Sailing by Satellite

With long-range navigational aids (LORAN), ships at sea can plot their locations to within one nautical mile. Under clear skies on a calm ocean, a good navigator can take an equally accurate fix with a sextant. But nothing does the job as well as the Navy's all-weather Transit satellite navigational system, which can pinpoint a ship's position to about 300 ft. Until now, Transit has been classified because it guides the Polaris missile submarine fleet, but last week the Government released it for use by any U.S. merchant ship.

Transit operates on a simple principle: once a satellite's location is known, two calculations of its range from any ship will determine position at sea.
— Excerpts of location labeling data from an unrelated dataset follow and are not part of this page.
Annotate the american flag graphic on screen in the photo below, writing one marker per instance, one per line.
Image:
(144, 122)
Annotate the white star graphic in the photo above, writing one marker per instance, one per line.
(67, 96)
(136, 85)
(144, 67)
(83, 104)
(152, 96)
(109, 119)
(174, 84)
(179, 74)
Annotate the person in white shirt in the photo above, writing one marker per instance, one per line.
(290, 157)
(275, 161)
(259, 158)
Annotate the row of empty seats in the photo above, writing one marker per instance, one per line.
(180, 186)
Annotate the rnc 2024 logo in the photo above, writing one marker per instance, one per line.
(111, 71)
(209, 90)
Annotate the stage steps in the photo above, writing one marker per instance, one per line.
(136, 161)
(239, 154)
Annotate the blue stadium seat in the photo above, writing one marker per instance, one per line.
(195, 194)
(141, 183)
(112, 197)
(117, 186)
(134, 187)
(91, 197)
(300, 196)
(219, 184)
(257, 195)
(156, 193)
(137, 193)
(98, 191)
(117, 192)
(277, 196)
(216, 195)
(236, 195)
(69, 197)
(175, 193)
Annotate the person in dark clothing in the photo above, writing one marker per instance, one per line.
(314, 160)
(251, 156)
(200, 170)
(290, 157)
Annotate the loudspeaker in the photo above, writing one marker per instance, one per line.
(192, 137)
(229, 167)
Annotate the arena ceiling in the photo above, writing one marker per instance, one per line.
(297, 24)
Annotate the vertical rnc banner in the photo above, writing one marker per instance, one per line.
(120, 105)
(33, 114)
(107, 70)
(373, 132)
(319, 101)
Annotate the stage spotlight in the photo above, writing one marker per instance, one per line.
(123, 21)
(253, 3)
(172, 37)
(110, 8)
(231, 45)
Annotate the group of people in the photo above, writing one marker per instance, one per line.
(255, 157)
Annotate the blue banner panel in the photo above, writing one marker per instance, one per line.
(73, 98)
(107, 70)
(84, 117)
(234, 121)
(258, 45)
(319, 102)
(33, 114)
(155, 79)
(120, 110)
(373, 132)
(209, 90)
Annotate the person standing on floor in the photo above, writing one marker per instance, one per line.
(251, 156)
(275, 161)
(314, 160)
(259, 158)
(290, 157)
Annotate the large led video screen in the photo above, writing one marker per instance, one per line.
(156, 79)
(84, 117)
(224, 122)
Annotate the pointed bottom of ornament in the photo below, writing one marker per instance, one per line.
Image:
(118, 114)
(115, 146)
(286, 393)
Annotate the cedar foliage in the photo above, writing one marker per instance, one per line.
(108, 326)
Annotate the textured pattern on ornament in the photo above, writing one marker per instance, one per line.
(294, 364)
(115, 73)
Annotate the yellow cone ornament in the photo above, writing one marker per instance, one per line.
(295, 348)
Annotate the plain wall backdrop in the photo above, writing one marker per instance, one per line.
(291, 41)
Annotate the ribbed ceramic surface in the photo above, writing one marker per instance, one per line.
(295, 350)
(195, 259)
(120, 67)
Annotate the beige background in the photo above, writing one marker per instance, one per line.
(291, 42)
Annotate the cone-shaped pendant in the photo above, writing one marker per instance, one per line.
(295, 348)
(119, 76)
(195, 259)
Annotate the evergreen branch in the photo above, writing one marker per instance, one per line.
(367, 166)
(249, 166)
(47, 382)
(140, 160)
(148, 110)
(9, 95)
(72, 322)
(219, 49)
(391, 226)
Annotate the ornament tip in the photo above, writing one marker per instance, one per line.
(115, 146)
Under the Navy system, three Transit satellites circle the globe in 105-minute polar orbits at an altitude of 700 miles. Since the earth also rotates beneath them, the Transits provide round-the-world navigational checkpoints. Four Transit tracking and receiving stations in Maine, Minnesota, Hawaii and Point Mugu, Calif., track the satellites as they pass within range, then relay position data to a computer center at Point Mugu. There, projected twelve-hour paths for each satellite are calculated. The future position data is fed back to each satellite, which in turn broadcasts the information at two-minute intervals. A ship equipped with special receivers and computers can then fix its own position by measuring the shifting frequency of the Transit's beeping signals. This Doppler shift, similar to the falling pitch of a passing train whistle, gives the distance between the satellite and the ship.

Until now, only a few naval and scientific vessels used the Transit system, largely because the shipboard equipment is so expensive. Custom-built, each receiver costs between $21,000 and $35,000, compared with $5,000 to $10,000 for a LORAN rig. In addition, each ship needs a $25,000 computer. The Navy hopes that commercial manufacture will lower the unit cost, allowing more Transit use by Navy as well as merchant ships. Last week most details of the system were being turned over to interested U.S. electronics manufacturers. The company that can most efficiently simplify the system and reduce its cost will chart a market as wide as the seven seas.